ECLI:NL:CRVB:2020:2222
Centrale Raad van Beroep
- Hoger beroep
- Rechtspraak.nl
Beëindiging van ZW-uitkering na medisch onderzoek en geschiktheid voor arbeid
In deze zaak heeft de Centrale Raad van Beroep op 23 september 2020 uitspraak gedaan in hoger beroep tegen een eerdere uitspraak van de rechtbank Den Haag. Appellant, die zich ziek had gemeld met maag- en rugklachten, ontving een ZW-uitkering. Het Uwv beëindigde deze uitkering na een medisch onderzoek, waaruit bleek dat appellant geschikt was voor de functie van productiemedewerker in de industrie. Appellant was het niet eens met deze beslissing en stelde dat zijn beperkingen onvoldoende waren onderzocht.
De rechtbank had het beroep van appellant tegen het besluit van het Uwv ongegrond verklaard, waarbij werd geoordeeld dat het medisch onderzoek zorgvuldig was uitgevoerd en de conclusies van de verzekeringsarts juist waren. In hoger beroep herhaalde appellant zijn bezwaren en voegde hij een rapport van een andere verzekeringsarts toe, die zijn beperkingen ernstiger achtte. De Raad oordeelde echter dat de rechtbank terecht had geoordeeld dat het medisch onderzoek voldoende was en dat er geen aanleiding was om de conclusies van de verzekeringsarts te betwijfelen.

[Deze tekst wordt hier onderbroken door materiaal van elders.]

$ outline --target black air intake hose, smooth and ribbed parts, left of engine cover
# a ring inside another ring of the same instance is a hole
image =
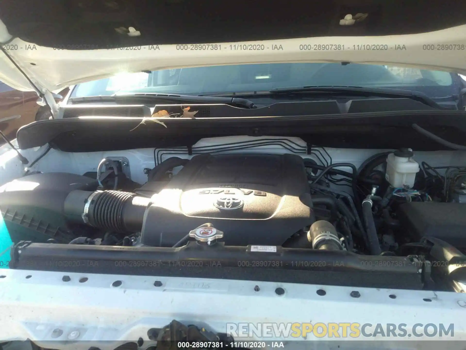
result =
[[[150,198],[122,191],[71,191],[65,214],[74,222],[116,232],[141,231]]]

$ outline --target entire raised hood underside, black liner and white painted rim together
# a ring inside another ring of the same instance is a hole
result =
[[[433,0],[4,0],[0,80],[54,92],[124,72],[281,62],[466,74],[465,13],[465,1]]]

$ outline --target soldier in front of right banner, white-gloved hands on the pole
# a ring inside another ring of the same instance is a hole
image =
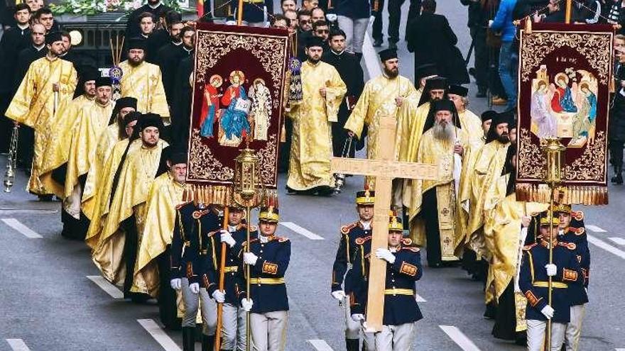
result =
[[[577,245],[558,241],[559,218],[548,212],[540,218],[537,243],[523,247],[518,285],[528,300],[526,309],[528,350],[543,350],[547,320],[551,320],[551,342],[546,350],[559,351],[570,321],[570,291],[582,284],[584,276],[577,261]],[[553,247],[553,263],[549,248]],[[548,280],[552,278],[552,300],[548,303]]]

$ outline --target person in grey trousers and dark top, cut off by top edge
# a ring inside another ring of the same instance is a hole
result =
[[[336,13],[339,28],[345,34],[345,50],[354,52],[360,60],[371,16],[371,3],[369,0],[337,0]]]

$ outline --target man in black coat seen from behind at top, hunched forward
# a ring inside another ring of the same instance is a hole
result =
[[[415,67],[435,63],[442,77],[452,84],[468,84],[469,74],[464,57],[456,44],[458,38],[447,18],[437,15],[436,1],[423,0],[421,16],[408,24],[408,51],[415,53]]]

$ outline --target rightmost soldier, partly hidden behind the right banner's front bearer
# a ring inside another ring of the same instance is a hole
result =
[[[571,320],[567,324],[565,333],[565,345],[567,351],[577,351],[580,348],[582,336],[582,320],[588,302],[588,277],[590,270],[590,250],[584,227],[584,213],[571,211],[570,205],[558,204],[553,212],[560,219],[560,238],[565,243],[575,244],[575,256],[582,268],[583,284],[571,284],[569,296],[571,302]]]

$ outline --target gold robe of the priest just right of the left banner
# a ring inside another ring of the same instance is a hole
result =
[[[332,122],[347,87],[339,73],[325,62],[302,65],[303,100],[291,107],[293,141],[290,149],[287,186],[308,190],[315,186],[334,186],[330,172],[332,157]],[[319,89],[325,88],[325,98]]]

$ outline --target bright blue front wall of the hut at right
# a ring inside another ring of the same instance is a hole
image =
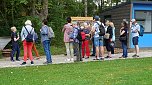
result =
[[[136,18],[135,11],[145,11],[145,12],[148,11],[148,12],[152,13],[152,2],[149,2],[149,3],[133,3],[132,16],[131,16],[132,18]],[[146,16],[146,15],[142,15],[142,16]],[[149,20],[151,20],[151,22],[152,22],[152,18],[149,19]],[[151,25],[150,27],[152,29],[152,23],[146,22],[145,25],[146,24]],[[145,29],[147,29],[147,28],[145,28]],[[142,48],[152,47],[151,40],[152,40],[152,31],[151,32],[145,32],[143,37],[139,37],[139,47],[142,47]],[[130,48],[134,48],[132,42],[130,42]]]

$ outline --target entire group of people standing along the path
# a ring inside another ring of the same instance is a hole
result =
[[[88,22],[82,24],[72,21],[71,17],[68,17],[67,23],[64,25],[62,32],[64,32],[64,43],[66,47],[67,59],[66,61],[83,61],[83,58],[88,59],[90,56],[95,56],[94,60],[104,60],[105,58],[114,57],[115,47],[115,26],[114,23],[106,20],[105,23],[100,22],[99,16],[93,17],[93,24],[90,25]],[[51,64],[51,52],[50,43],[51,38],[49,37],[49,27],[47,26],[48,21],[44,19],[42,21],[42,27],[40,29],[41,42],[43,44],[44,52],[46,54],[46,62],[44,64]],[[131,28],[132,41],[135,46],[136,54],[133,57],[139,57],[138,38],[140,26],[135,19],[131,20],[131,27],[128,27],[126,21],[122,21],[120,28],[119,40],[122,44],[123,53],[119,58],[127,58],[127,38],[128,29]],[[37,33],[32,27],[32,22],[27,20],[25,25],[22,27],[22,31],[19,35],[16,27],[11,27],[11,39],[12,39],[12,52],[11,61],[14,61],[13,57],[16,53],[16,60],[19,60],[20,47],[18,41],[21,37],[24,50],[24,62],[21,65],[25,65],[27,59],[31,60],[31,64],[34,64],[32,49],[35,51],[37,58],[39,54],[36,50],[35,41],[37,40]],[[104,34],[101,32],[104,32]],[[90,44],[92,41],[93,53],[90,53]],[[104,55],[104,47],[106,47],[108,55]],[[76,58],[74,58],[76,56]]]

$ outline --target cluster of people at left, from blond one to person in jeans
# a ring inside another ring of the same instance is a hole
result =
[[[50,38],[48,36],[49,27],[47,26],[48,21],[44,19],[42,21],[42,27],[40,29],[41,34],[41,42],[43,44],[44,52],[46,54],[46,62],[44,64],[51,64],[51,52],[50,52]],[[21,34],[17,32],[16,27],[11,27],[11,41],[12,41],[12,52],[11,52],[11,61],[14,61],[13,57],[16,53],[16,60],[19,60],[20,56],[20,47],[19,47],[19,39],[21,37],[22,43],[23,43],[23,50],[24,50],[24,62],[21,63],[21,65],[25,65],[28,58],[31,60],[31,64],[34,64],[33,61],[33,55],[32,55],[32,49],[35,51],[35,54],[37,56],[37,59],[40,58],[40,55],[38,54],[38,51],[35,46],[35,41],[37,40],[38,36],[37,33],[34,31],[34,28],[32,27],[32,22],[30,20],[27,20],[25,22],[25,25],[22,27]]]

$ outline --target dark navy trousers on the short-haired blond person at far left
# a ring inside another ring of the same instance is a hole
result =
[[[12,44],[11,60],[14,60],[13,57],[15,55],[15,52],[16,52],[16,60],[18,60],[20,56],[20,47],[18,43]]]

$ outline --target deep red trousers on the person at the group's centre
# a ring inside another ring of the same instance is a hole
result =
[[[82,57],[90,56],[89,40],[82,41]]]

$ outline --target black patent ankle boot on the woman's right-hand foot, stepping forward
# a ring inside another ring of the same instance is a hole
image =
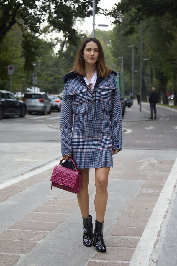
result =
[[[94,230],[94,243],[96,250],[100,252],[106,252],[106,245],[103,239],[103,223],[95,220],[95,230]]]

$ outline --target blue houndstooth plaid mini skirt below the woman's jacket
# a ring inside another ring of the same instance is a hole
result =
[[[110,120],[74,122],[72,150],[79,169],[113,167]]]

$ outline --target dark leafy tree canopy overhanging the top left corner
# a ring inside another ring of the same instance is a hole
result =
[[[96,4],[96,12],[99,10],[97,7],[99,1]],[[22,32],[27,29],[32,33],[40,34],[44,30],[41,25],[46,21],[46,31],[63,32],[65,41],[76,45],[78,38],[73,28],[76,18],[82,19],[92,14],[91,0],[0,0],[0,7],[1,46],[2,40],[15,23],[18,23]]]

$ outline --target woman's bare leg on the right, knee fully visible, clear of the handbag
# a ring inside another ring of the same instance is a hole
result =
[[[100,223],[103,223],[106,211],[108,199],[107,186],[109,171],[110,167],[101,167],[95,169],[95,212],[96,220]]]

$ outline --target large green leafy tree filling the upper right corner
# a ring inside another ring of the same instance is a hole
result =
[[[143,21],[143,51],[148,54],[151,66],[151,81],[154,76],[158,89],[163,93],[163,103],[166,98],[167,85],[172,84],[176,104],[176,61],[177,61],[177,3],[173,0],[130,1],[122,0],[109,12],[115,23],[122,24],[126,16],[124,35],[134,35],[140,20]]]

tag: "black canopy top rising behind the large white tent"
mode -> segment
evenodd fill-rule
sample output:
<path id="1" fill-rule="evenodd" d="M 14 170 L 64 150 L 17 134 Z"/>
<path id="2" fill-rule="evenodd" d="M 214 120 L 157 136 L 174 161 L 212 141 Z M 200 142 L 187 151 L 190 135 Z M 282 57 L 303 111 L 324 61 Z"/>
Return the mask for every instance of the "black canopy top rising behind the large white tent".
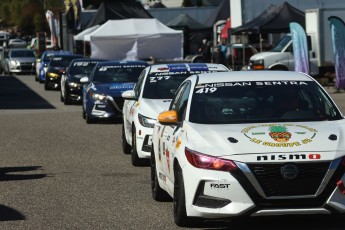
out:
<path id="1" fill-rule="evenodd" d="M 133 0 L 103 0 L 97 13 L 88 23 L 87 28 L 101 25 L 108 20 L 127 18 L 153 18 L 143 5 Z"/>

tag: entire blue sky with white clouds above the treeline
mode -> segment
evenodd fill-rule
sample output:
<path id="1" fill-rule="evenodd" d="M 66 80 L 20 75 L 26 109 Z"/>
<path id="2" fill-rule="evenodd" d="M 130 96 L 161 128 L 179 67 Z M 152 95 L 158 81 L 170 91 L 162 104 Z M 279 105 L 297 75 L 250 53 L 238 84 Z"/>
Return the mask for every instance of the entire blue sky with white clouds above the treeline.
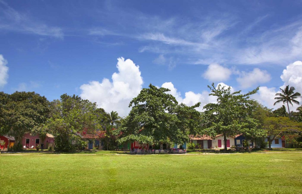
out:
<path id="1" fill-rule="evenodd" d="M 149 83 L 193 105 L 215 101 L 207 89 L 214 82 L 243 92 L 261 86 L 254 98 L 278 108 L 279 87 L 302 93 L 301 8 L 302 1 L 0 0 L 0 90 L 49 100 L 76 94 L 125 116 Z"/>

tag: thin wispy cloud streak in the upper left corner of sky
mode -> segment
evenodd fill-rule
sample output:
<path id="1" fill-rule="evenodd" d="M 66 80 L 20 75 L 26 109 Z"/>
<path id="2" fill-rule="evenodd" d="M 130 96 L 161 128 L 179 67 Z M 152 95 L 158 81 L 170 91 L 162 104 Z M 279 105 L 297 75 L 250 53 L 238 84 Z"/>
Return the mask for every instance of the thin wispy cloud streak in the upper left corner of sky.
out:
<path id="1" fill-rule="evenodd" d="M 48 26 L 31 18 L 28 14 L 16 11 L 3 1 L 0 1 L 0 21 L 0 30 L 2 31 L 64 38 L 63 30 L 60 27 Z"/>

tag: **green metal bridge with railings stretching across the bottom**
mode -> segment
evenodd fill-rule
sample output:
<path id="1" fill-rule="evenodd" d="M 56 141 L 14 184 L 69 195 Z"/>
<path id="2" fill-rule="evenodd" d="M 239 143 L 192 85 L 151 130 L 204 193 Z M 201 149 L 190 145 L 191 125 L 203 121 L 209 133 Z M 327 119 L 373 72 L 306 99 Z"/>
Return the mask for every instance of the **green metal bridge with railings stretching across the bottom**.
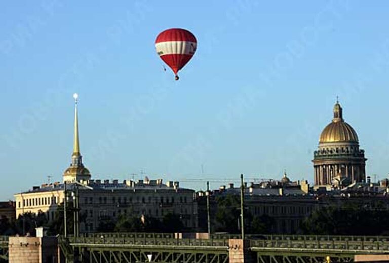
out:
<path id="1" fill-rule="evenodd" d="M 185 237 L 185 236 L 184 236 Z M 177 238 L 160 233 L 96 233 L 58 237 L 68 262 L 323 263 L 352 262 L 355 255 L 389 254 L 389 236 L 212 235 Z M 241 255 L 241 256 L 239 256 Z M 8 237 L 0 237 L 0 262 Z"/>

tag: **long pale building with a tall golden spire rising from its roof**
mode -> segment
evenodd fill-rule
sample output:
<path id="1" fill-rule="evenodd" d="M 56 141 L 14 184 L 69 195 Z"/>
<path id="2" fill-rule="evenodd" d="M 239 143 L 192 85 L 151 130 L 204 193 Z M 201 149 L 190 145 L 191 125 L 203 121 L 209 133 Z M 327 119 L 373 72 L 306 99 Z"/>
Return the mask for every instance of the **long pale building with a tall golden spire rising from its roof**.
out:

De Raad bevestigde dat appellant op de datum in geding in staat was om de EZWb-functie van productiemedewerker industrie te verrichten. De door appellant ingebrachte medische informatie leidde niet tot een ander oordeel, en de Raad concludeerde dat het hoger beroep niet slaagde. De uitspraak van de rechtbank werd bevestigd en er werd geen veroordeling in proceskosten uitgesproken.